Virtualization
On this Page
Virtualization¶
You can now enable Intel® Gaudi® PCI passthrough on a virtual OS using a Linux host server. This document describes how to allocate Intel Gaudi AI accelerator for KVM Guests on Ubuntu 22.04 LTS.
PCI passthrough is the only virtualization mechanism supported by Gaudi accelerators. There is no support for SR-IOV or MIG. The smallest granularity possible is with a single HPU.
Configuring Gaudi in a VM Host Server¶
Verify that VM host server supports VT-D/IOMMU and SR-IOV technologies. Make sure they are enabled in the BIOS.
Enable IOMMU. Verify that it is included in the boot by running the following command:
cat /proc/cmdline
The below shows the expected output:
BOOT_IMAGE=/boot/vmlinuz-default [...] intel_iommu=on [...]
If not included, add the following line to
/etc/default/grub
:For Intel CPUs, add
GRUB_CMDLINE_LINUX="intel_iommu=on"
For AMD CPUs, add
GRUB_CMDLINE_LINUX="amd_iommu=on"
Isolate the Intel Gaudi PCI device for VFIO pass-through:
Get Intel Gaudi PCI devices
[vendor-ID: Device-ID]
by running the following command:lspci -nn -d 1da3:
Gaudi 3 example output:
3d:00.0 Processing accelerators: Habana Labs Ltd. Device 1060 (rev 01) 3e:00.0 Processing accelerators: Habana Labs Ltd. Device 1060 (rev 01) 4e:00.0 Processing accelerators: Habana Labs Ltd. Device 1060 (rev 01) 4f:00.0 Processing accelerators: Habana Labs Ltd. Device 1060 (rev 01) 97:00.0 Processing accelerators: Habana Labs Ltd.

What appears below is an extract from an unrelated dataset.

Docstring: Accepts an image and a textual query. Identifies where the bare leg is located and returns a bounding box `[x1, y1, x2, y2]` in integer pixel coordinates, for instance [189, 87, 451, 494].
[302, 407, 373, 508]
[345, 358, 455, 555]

Device 1060 (rev 01) 98:00.0 Processing accelerators: Habana Labs Ltd. Device 1060 (rev 01) cb:00.0 Processing accelerators: Habana Labs Ltd. Device 1060 (rev 01) cc:00.0 Processing accelerators: Habana Labs Ltd. Device 1060 (rev 01)
Update the
GRUB_CMDLINE_LINUX_DEFAULT
and add the PCI device IDs with the vfio-pci.ids parameters by running the following command:sudo vi /etc/default/grub GRUB_CMDLINE_LINUX_DEFAULT="iommu=1 intel_iommu=on iommu=pt vfio pci.ids=[1da3:1060] systemd.unified_cgroup_hierarchy=0 kvm.ignore_msrs=1"
sudo vi /etc/default/grub GRUB_CMDLINE_LINUX_DEFAULT="iommu=1 intel_iommu=on iommu=pt vfio pci.ids=[1da3:1020] systemd.unified_cgroup_hierarchy=0 kvm.ignore_msrs=1"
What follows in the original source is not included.